It's been 26 years since I was diagnosed with Miller Fisher Syndrome. I was a junior in high school, only 16 years old. I played on our varsity girl basketball team. We were in the state playoffs when I started having problems. I developed a bad sinus infection which wasn't unusual since it was Spring in South Carolina. I was put on an antibiotic and Sudafed to help with my nasal congestion.
The week before we were to play for the state championship, I got very sick. My eyes were sensitive to light, the inside of my nose felt raw with every breath I took. I was tired and achy. I went to a doctor who thought perhaps I was having an allergic reaction to the Sudafed, so he had me stop taking it. When I left his office, I had to wear special sunglasses because my eyes were so sensitive to the sun. I continued to get worse and started developing tingling sensations in my hands and feet.
I had one dream growing up...and it was to play in a state championship basketball game. I'd worked so hard for the opportunity. So, against everyone's better judgement, I went to the game.
On the way, my team stopped at a steak house for lunch. I remember not being able to cut my steak...my coordination, fine motor skills and muscles were starting to deteriorate. I was embarrassed, but asked a friend to cut it up for me.
We arrived at the basketball coliseum, and when I ran out onto the court to warm up, I started seeing double. I had to go sit on the bench. Then, my sinuses hurt so badly, I held a towel up to my nose to breath through. Anything to warm the air that seemed too cold and painful. I didn't play in the game, of course. Afterwards, we stopped at a restaurant again and I couldn't get out of the van. I just laid in there crying because my hands and feet hurt so bad. It's like they were frost-bitten. I finally stumbled my way into the restaurant, grabbed a waitress and had her help me find my mom. She took me back out to the van and held me rubbing my hands and feet until everyone was finished with their meal.
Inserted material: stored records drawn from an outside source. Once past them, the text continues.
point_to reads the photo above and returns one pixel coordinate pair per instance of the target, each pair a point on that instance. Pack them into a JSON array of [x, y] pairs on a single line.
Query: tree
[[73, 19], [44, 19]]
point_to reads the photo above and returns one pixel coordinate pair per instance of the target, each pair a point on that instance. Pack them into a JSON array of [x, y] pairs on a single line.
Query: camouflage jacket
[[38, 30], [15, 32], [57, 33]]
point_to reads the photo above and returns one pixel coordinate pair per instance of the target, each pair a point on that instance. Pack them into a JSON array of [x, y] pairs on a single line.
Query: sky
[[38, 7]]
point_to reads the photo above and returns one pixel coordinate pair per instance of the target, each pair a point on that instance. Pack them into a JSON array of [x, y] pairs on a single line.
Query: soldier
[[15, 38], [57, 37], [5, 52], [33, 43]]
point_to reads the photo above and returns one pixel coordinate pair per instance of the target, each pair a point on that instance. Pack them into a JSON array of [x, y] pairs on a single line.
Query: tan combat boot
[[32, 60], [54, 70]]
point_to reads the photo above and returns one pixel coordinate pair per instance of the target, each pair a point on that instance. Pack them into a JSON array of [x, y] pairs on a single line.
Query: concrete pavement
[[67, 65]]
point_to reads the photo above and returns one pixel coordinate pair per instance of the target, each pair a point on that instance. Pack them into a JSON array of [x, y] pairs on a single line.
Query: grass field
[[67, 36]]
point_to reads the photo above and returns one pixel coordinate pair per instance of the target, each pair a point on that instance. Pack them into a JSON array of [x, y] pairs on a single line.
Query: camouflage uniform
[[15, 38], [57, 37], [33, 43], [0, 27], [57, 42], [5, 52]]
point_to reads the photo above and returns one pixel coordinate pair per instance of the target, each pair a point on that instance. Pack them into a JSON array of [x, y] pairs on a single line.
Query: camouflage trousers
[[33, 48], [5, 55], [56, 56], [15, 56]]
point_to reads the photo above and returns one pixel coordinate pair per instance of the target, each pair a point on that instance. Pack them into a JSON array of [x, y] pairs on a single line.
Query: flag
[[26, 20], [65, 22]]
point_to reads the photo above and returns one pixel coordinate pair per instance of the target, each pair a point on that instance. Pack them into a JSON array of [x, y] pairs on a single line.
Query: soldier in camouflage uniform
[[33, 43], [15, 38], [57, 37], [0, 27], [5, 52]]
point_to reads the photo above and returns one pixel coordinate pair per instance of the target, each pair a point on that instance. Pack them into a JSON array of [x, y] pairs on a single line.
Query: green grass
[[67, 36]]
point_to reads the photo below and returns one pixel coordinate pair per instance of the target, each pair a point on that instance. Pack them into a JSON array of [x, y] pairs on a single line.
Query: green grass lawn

The next day, I had to hold onto the walls when I walked through the house. I was seeing double, everything was blurry, and I couldn't pick up a beverage with one hand. It took both hands and they were very shaky. I also noticed I couldn't swallow food as easily. I would have to take a sip of tea after every bite. I think that's when mom finally took me to a neurologist.
He didn't know what was wrong with me. He was thinking brain tumor, stroke, etc. He admitted me to the hospital as soon as he saw me. Five long days went by while they tested me for everything under the sun. And it was all excruciating. Especially the spinal tap. But on the last day I was finally diagnosed with what they called Guillain-Barre Fisher Syndrome.
They basically said my body had done this to itself and would have to heal itself...and they sent me home. No meds, no therapy, no support. Nothing. And we didn't have the internet back then! I left the hospital in a wheel chair. Eventually moved on to a walker, then a cane and finally was able to walk on my own about a month or so later. When friends would send me cards or letters my mom would read them to me. I would watch tv with one eye covered. But, that was really difficult since my eyes would get tired. It took what seemed like forever for my eyes to go back on track, so to speak.
But I eventually got better and even played basketball my senior year. Twenty-six years later, I still wear sunglasses every time I walk outside. And going from light to dark is no better. Either way leaves me kind of blind while my eyes adjust. Also, I have no reflexes in my arms and legs. I have other health issues that could be linked to MFS, but I've yet to find a doctor that was willing to run lots of tests on me.